Sorry about that.
When I take a picture very close , it is difficult to focus because all is very dark. Fo fix this problem, I made a small pannel with 3 LED and this is good enough to focus. Currently the LED are allways on and I can use the flash.
The light from the flash is enough to override the power of the LED light, but sometimes the LED create reflection, and to avoid this I am trying to turn off the LED light when the flash is activated.
In practice the LED light should turn off when the flash is activated, and return in the on position after.
I could have a simpler solution using the sync cable between the camera and the flash, that is actually just an on/off switch, but I would prefer a totaly independant solution if possible.
I hope i explained the process.
Now that I understand what you are trying to do maybe myself or the others can help you. I have been following the thread more out of curiosity. It motivated me to try and toss a circuit together. I was looking at assorted pieces and parts lying around in hands reach so I threw something together with what I had. Keep in mind these are odd ball parts.
I had an old photo cell lying here (actually a few) and was curious if the photo cell could react fast to a flash. Especially with a crude circuit. I used a LM339 comparator (actually 1/4 of a LM339) and a 7474 Dual D Flip Flop. Those parts plus a few others and it actually works.
A drawing is attached as well as a picture of the rats nest bread board. Using a single comparator of the 4 in the LM339 I set a reference voltage on pin 5 using a 50K potentiometer. I would have rather used 100K but I had a few 50 K pots available. Keep in mind I used what I had. I also used a 5 Volt supply as it was convenient. This could be done with lower power chips and lower voltage chips. I set my reference voltage on pin 5 of the LM339 at about 2.5 Volts.
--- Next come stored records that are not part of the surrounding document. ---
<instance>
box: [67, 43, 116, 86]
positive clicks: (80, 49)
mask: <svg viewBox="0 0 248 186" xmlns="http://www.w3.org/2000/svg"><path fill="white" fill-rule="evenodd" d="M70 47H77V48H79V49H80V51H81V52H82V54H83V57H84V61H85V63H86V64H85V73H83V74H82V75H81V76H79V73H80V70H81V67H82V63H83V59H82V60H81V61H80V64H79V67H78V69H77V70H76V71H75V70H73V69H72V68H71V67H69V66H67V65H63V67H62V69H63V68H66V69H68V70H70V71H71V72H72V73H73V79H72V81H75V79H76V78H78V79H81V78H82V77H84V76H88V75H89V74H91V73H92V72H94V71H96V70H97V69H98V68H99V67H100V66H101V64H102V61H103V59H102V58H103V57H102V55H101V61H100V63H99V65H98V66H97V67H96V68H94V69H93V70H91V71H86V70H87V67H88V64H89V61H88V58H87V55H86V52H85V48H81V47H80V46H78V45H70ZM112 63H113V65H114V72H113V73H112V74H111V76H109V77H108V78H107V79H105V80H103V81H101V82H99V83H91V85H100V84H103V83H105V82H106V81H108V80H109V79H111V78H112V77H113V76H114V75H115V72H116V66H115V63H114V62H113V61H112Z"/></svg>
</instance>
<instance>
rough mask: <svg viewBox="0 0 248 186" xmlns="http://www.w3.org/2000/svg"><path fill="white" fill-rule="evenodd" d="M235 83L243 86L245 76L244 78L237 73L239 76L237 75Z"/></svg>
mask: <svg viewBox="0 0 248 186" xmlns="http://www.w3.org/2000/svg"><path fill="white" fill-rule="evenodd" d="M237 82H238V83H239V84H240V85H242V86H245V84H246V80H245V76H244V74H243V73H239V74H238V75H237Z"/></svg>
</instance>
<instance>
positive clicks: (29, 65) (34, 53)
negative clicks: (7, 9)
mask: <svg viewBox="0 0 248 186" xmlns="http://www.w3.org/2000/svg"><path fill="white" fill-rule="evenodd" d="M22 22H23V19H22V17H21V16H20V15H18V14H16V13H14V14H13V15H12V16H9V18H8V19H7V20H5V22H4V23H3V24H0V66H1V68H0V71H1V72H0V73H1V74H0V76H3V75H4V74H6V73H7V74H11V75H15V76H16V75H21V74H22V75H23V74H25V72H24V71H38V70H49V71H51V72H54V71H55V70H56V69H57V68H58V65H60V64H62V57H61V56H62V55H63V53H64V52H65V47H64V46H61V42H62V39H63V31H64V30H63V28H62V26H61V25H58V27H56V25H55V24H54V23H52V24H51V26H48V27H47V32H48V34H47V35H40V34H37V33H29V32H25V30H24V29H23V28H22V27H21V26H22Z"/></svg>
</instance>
I then adjusted my pot in series with the photo cell so it wouldn't trigger the comparator with ambient room light.
The output of the LM339 on pin 2 drives a 7474 type D Flip Flop. Normally at power up the RED LED is illuminated. When a flash fires the flip flop does its thing and the GREEN LED lights. I simply used two LEDs for test purposes. For your application you would replace the single RED LED with a transistor to drive your several LEDs. The reset button in the circuit will "ARM" the 7474 and the RED LED will again illuminate.
Notice in the picture of the rats nest the GREEN LED is illuminated. Every time I tried a flash and took a picture the red extinguished and green came on showing only the green being illuminated. Meaning that if there was no green connected the red would be extinguished when the camera actually caught the image.
Since flash can vary I tried this with two cameras. I used an older Canon EOS 10D and a new Canon EOS 7D for test purposes. The results were pretty much always the same. I was actually surprised the photocell responded as well as it did.
I am not saying this is an ideal solution but figure it could be a good start. I am sure someone here can design a similar circuit using newer parts. Additionally I figure this could all be done on a single little 8 pin micro controller chip. I didn't take that route as many people don't want to mess with programming a uC chip.
Anyway, hope this helps a little...
<EDIT> I did not show decoupling caps on the chips power pins. I would use .1 uF caps there. I did not show the remaining 3 comparators in the LM339 which would have their inputs tied to ground. Although I wired both D flip Flops in the 7474 I only used the outputs of one of them. Again, this was just a rough draft of a test circuit.
</EDIT>
Boo, Boo I just noticed in the drawing that Pins 2, 4, 10, and 12 were not tied to 5 Volts and they should be or no workie, workie. My bad.